There is great concern for the political stalemate concerning taxes. Kelly predicts that the automatic spending cuts scheduled for 2013, if the President and Congress fail to enact new tax legislation before the end of 2012, will cause a recession because the cuts will take too much demand out of the economy. He sees, however, that either a Republican or a Democratic win for the presidency will lead to a tax deal which will include tax increases in various areas.
Kelly was particularly critical of the Federal Reserve, believing that they are making things worse. If the main problem with the U.S. economy is, as he believes, a lack of confidence and not a lack of liquidity, announcing in advance that several years of fixed interest rates are necessary because things look lousy is exactly the wrong message to send, and feeds into the “wait and see” attitude which in turn prevents companies from moving forward and banks from lending. And indeed low interest rates make the business of lending so unattractive to banks that there is little incentive to lend.

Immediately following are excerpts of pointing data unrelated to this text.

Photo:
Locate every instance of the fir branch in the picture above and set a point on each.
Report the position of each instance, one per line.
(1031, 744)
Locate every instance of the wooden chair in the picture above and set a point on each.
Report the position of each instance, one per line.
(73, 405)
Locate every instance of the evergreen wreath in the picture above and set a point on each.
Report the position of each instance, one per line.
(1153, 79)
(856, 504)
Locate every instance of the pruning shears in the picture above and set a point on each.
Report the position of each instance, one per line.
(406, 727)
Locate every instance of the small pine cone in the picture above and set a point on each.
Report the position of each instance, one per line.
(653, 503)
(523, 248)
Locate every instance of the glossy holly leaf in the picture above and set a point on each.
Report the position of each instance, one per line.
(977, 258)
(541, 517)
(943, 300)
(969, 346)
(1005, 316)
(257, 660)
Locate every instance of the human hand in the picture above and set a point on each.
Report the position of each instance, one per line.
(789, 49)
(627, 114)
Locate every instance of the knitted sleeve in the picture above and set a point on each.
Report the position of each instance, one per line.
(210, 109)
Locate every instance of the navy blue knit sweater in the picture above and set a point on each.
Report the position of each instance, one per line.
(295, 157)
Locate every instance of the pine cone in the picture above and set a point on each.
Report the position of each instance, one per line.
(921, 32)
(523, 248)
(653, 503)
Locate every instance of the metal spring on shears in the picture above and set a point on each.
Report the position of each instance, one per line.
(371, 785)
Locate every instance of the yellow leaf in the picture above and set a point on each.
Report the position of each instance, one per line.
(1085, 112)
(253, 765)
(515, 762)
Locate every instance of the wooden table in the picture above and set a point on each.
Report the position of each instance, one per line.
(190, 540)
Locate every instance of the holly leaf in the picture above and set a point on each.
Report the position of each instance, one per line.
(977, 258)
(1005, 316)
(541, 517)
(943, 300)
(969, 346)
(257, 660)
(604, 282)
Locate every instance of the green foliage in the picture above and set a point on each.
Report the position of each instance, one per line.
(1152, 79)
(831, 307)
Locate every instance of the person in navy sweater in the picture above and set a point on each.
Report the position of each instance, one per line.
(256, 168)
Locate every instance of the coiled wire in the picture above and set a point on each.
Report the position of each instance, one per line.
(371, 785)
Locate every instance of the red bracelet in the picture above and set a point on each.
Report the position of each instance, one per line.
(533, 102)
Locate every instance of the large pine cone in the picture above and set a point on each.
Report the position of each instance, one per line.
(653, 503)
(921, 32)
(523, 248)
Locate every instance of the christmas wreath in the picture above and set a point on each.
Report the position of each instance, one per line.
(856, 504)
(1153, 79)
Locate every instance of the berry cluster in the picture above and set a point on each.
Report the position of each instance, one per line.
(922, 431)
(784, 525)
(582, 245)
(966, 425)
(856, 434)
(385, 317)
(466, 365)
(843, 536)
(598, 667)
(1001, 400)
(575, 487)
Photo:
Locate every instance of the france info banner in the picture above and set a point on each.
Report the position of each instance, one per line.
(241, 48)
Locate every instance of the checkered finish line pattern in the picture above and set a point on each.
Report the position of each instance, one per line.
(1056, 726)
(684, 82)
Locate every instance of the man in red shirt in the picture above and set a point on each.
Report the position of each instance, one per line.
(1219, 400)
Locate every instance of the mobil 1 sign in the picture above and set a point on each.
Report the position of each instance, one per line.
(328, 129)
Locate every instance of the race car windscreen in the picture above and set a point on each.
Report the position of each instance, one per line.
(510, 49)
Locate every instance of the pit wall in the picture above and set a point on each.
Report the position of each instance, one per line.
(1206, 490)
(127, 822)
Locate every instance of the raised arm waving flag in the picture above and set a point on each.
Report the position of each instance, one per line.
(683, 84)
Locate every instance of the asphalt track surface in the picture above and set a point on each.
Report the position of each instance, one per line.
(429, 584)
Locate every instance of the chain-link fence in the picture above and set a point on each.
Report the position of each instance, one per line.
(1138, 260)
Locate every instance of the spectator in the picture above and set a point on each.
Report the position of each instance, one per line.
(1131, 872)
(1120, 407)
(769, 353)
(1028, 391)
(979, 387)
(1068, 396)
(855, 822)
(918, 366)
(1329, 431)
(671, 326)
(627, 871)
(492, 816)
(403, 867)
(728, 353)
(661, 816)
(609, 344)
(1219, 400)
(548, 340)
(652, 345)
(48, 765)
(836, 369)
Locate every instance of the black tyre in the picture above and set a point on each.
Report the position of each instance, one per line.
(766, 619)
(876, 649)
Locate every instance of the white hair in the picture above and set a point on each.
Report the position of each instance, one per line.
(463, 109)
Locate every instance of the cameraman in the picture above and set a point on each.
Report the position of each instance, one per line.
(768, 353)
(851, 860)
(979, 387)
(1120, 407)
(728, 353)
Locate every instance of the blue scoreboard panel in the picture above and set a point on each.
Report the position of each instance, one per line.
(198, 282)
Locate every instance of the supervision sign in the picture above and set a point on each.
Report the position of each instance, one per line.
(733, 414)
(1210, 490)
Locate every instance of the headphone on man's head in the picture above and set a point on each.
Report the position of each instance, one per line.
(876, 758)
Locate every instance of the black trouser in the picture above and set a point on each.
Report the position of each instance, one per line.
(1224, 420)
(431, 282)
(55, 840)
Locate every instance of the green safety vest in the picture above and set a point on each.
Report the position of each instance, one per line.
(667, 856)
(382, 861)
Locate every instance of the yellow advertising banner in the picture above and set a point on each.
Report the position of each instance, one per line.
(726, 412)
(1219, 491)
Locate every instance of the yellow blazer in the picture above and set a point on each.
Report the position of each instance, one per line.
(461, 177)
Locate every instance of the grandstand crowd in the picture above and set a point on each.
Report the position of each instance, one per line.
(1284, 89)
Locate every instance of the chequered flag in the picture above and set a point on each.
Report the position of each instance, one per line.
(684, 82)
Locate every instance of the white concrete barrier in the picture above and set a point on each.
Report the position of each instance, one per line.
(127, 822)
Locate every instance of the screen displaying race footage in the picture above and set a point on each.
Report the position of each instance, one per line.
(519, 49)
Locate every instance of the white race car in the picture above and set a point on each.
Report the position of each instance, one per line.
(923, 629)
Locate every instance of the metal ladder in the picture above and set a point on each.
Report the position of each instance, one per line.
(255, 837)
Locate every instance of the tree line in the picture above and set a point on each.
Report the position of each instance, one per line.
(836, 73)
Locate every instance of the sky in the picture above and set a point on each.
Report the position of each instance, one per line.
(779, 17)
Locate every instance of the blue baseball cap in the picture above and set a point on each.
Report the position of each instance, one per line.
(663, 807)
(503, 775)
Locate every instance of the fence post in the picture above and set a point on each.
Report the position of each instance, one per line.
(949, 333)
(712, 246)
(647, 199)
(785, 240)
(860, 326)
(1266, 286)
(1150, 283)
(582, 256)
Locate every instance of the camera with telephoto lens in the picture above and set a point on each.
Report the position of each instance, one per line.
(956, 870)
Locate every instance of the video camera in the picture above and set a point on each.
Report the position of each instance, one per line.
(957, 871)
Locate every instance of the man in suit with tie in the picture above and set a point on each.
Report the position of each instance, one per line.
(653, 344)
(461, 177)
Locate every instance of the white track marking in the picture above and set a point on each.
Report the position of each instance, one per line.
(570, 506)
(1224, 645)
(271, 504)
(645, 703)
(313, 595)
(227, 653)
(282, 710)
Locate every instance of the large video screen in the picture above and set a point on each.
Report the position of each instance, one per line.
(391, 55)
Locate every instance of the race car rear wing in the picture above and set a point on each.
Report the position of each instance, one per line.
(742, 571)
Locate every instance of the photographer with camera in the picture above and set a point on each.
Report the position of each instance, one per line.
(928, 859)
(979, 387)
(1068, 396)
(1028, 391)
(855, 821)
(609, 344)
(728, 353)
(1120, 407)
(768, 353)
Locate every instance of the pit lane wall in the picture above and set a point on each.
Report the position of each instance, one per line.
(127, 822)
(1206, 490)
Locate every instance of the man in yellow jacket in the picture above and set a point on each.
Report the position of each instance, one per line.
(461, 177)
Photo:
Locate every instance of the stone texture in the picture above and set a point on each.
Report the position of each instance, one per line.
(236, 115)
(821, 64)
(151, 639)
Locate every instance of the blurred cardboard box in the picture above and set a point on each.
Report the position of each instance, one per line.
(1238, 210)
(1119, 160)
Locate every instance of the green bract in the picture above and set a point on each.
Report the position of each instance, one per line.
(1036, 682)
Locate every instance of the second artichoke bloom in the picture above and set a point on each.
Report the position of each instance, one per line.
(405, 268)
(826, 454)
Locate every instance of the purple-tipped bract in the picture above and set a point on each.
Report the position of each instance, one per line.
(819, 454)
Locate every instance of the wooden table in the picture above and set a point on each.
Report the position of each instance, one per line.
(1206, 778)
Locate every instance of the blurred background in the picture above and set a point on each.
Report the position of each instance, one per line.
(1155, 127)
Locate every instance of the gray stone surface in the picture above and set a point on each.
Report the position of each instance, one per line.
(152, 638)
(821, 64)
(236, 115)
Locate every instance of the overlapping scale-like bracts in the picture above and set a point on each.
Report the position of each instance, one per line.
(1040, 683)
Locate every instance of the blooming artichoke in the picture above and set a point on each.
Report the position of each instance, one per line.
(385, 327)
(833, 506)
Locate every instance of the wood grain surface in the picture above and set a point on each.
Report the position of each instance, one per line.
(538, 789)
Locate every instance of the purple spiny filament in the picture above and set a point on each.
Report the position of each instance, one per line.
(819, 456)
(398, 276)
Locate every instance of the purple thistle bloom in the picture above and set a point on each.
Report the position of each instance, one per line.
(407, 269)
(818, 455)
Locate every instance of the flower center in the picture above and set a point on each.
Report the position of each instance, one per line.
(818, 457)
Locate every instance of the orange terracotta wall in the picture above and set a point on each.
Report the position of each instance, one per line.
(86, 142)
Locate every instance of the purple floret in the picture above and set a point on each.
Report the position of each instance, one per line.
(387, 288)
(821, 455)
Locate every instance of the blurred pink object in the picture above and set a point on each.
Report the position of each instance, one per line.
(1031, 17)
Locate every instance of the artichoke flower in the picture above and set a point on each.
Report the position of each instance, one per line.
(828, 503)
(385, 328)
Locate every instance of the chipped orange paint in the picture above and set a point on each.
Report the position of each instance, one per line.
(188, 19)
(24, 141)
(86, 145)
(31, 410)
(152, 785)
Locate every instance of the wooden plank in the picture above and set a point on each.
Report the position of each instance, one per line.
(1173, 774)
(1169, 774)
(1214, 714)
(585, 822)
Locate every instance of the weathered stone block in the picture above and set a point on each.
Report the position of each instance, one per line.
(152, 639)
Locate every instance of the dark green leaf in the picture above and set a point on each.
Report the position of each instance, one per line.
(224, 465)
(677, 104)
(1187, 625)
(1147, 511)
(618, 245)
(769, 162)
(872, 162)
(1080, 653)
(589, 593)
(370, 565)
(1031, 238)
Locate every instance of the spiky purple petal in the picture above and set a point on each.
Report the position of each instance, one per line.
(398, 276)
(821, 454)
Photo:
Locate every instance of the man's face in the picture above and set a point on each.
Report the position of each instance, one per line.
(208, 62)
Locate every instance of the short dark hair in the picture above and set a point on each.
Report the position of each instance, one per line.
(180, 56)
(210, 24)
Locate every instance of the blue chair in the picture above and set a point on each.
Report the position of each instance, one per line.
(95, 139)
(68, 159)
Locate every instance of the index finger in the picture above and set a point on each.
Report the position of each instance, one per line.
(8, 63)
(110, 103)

He is bearish on bonds at this point, noting that the ten year Federal bond is now upside down, yielding 2% against core inflation rate of 2.3%. Conversely he believes that stocks are still relatively inexpensive, with price to earnings ratios, even after the current rally, still a little bit below history. He thinks we are all too deep into bonds and that bonds are not, at this time, a conservative move.
How to invest? As he believes corporate profits will grow this year, stocks will remain cheap. Large cap growth stocks are the cheapest. Dividend yielding stocks look good to him, with dividends (a rarity) exceeding government bond yields. He is not much scared of inflation, but notes that investments in commodities, even at a modest level, will counter-act any hit a portfolio may take from the inflation side.
If Israel decides to take out the Iranian nuclear capacity? This may cause temporary volatility and some inflation, but he goes back to principles: time and diversity solve volatility issues, and inflation in the long run will stabilize and can be hedged.